Commons authorities are weighing a new “service agreement” enforcing standards for the use of professional space, and applying penalties for the “worst culprits,” the Times reported.
“It’s the type of behavior you would expect from students enjoying freshers’ week, not MPs and their staff,” a senior individual told the newspaper, referring to the week-long, alcohol-fueled rite of passage for new students at British universities. “But cleaners are being confronted with vomit and used condoms in offices used by MPs and their staff. The cleaners are not there to clear up after their debauchery, and this is not an appropriate use of office space.”
As the #MeToo movement shines a light on the dark corners where sex and power mingle, the U.K. Parliament has been one among many case studies in how highbrow politics has been conducted alongside disreputable misbehavior.
The mess that lawmakers have made of their work spaces has additional significance because of the sex scandal that gripped Westminster last year. Perhaps the most notable case was that of Michael Fallon, the defense secretary and member of the Conservative Party who resigned in November following allegations of inappropriate sexual behavior, including placing his hand on a female journalist’s knee at a 2002 dinner.
As accusations cascaded, Theresa May, the Conservative prime minister, called for new grievance procedures last fall, saying the existing system lacked “teeth.” Reforms also included a crackdown on free-flowing, subsidized alcohol in the Houses of Parliament — the cost of which has been a subject of petitions and freedom of information requests.
According to the Times, a total of 11 bars, restaurants and cafeterias in the Commons sell alcohol. A pint of beer goes for as little as £3.40, about $4.50.
Scrutiny of the drinking culture escalated when the former manager of the infamous Sports and Social bar said last November that she had been repeatedly propositioned for sex by members of Parliament. One had allegedly groped her and tried to follow her home, according to British media.
A plaque that once hung on the wall of the drab haunt of parliamentarians read: “The Code of the Man Cave.”
“What happens here stays here!” it added. “Violators will be shot — survivors will be shot again.”
The Sports and Social bar closed in December following a fight between two members of staff. A member of Parliament, who had previously resigned from the Labour Party after head-butting Conservative rivals in 2012, was again arrested after a brawl at the watering hole in 2013.
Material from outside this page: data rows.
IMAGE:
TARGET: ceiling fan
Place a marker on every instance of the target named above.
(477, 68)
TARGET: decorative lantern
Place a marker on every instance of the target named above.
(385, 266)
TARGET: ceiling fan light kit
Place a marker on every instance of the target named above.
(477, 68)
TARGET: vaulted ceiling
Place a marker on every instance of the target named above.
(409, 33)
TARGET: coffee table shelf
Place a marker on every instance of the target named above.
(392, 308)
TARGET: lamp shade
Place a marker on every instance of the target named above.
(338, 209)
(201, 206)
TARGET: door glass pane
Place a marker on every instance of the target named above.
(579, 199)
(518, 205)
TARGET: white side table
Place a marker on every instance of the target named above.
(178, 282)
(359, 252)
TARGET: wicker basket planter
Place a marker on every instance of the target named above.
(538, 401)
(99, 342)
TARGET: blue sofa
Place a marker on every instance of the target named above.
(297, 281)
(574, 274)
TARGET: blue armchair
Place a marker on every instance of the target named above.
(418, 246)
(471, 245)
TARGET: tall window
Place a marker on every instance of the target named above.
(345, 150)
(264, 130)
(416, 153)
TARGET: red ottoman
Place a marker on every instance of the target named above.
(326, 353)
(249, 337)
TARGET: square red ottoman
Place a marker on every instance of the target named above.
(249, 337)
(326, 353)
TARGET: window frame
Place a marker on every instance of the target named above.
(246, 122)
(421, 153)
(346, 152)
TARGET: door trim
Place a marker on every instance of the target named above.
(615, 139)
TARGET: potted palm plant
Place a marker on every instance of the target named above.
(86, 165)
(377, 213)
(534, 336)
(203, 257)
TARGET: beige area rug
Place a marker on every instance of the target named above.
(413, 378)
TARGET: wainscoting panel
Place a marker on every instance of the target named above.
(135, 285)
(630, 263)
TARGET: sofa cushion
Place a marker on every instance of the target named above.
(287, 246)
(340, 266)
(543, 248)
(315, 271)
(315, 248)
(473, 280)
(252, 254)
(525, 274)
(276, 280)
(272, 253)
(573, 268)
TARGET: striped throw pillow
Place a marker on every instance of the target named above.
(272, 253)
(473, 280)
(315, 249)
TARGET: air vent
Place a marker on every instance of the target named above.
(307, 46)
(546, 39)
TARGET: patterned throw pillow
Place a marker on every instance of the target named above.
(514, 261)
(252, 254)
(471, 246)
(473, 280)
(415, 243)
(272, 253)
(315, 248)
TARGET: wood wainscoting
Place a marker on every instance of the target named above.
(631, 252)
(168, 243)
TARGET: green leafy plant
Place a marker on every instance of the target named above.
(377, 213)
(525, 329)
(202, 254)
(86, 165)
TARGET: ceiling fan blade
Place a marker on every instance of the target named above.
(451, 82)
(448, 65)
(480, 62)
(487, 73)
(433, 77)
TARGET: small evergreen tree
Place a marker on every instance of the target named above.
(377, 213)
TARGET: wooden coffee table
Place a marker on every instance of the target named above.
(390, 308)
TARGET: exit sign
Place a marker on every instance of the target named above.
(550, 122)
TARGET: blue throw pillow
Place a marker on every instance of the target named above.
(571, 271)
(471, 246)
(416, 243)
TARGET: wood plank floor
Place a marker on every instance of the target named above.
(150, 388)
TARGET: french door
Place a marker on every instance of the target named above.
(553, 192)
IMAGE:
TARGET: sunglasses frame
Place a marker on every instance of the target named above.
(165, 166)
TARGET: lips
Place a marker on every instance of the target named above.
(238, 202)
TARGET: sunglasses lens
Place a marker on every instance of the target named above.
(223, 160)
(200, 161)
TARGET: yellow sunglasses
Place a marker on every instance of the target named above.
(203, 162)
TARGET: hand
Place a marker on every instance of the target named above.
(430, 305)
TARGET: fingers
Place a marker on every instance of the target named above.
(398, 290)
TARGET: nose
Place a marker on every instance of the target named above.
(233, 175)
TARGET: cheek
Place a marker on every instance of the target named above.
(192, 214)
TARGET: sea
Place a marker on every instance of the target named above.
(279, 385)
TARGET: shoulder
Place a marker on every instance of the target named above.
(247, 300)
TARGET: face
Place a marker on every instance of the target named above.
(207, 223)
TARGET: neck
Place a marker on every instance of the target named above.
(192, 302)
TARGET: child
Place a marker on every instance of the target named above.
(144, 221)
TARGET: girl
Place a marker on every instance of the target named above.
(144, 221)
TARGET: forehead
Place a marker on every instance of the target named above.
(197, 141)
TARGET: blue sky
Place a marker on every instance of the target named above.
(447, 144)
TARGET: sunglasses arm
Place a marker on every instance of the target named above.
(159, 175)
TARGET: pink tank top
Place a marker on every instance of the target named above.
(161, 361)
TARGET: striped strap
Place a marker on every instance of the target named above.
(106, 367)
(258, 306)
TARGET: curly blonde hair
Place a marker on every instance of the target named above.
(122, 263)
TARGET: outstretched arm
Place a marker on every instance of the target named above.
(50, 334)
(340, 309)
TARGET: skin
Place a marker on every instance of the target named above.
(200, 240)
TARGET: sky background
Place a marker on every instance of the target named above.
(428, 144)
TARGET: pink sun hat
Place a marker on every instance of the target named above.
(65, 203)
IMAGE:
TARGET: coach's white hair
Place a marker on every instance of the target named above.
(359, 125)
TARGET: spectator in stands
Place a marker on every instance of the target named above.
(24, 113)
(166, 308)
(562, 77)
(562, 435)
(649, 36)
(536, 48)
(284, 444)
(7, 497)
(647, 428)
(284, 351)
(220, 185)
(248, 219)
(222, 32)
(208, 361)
The bar reopened last month under a new name, The Woolsack, with reduced hours.
The House of Commons, while austere, is hardly a placid place. Vigorous debate, often marked by shouting and name-calling, erupts in the House of Commons during Prime Minister’s Questions, or PMQs, a session every Wednesday in which the prime minister stands and fields inquiries from other members.
The format lends itself to the sort of direct, bare-knuckled exchange absent from American legislative debate, where members of Congress have an easier time evading questions from one another. But it has its downsides. In 2014, John Bercow, the speaker of the House of Commons, said the “histrionics and cacophony of noise” dissuaded some lawmakers from participating.
Still, these debates unfold against the backdrop of frescoed walls and gold sculptures adorning the Houses of Parliament. This grandeur appears at odds with the degraded behavior that has leaked into public view over the last year.
Some see matters differently. Charlotte Higgins, the Guardian’s chief culture writer, observed that the architectural features — “our buildings,” as Churchill put it — have reinforced the bad behavior, helping to make sense of why vomit and male contraception could collect in Westminster offices.
As she documented the hazardous conditions plaguing Parliament, from asbestos to sewage leaks, she argued that the space is “all too obviously a remnant of a predemocratic age.”
“It was designed when women were, at best, crinoline-wearing spectators of parliamentary life, consigned to the public gallery,” Higgins wrote. “With its chilly colonnades of sculptures of male politicians, its heavy, ecclesiastical furnishings and gentlemen’s-club atmosphere, it provides the perfect stage-set for Britain’s ‘very aggressive, very masculine, very power-hoarding democracy,’ as political scientist Matthew Flinders put it.”
A record 208 women members of Parliament were elected to the House of Commons in the 2017 general election, accounting for 32 percent of the chamber.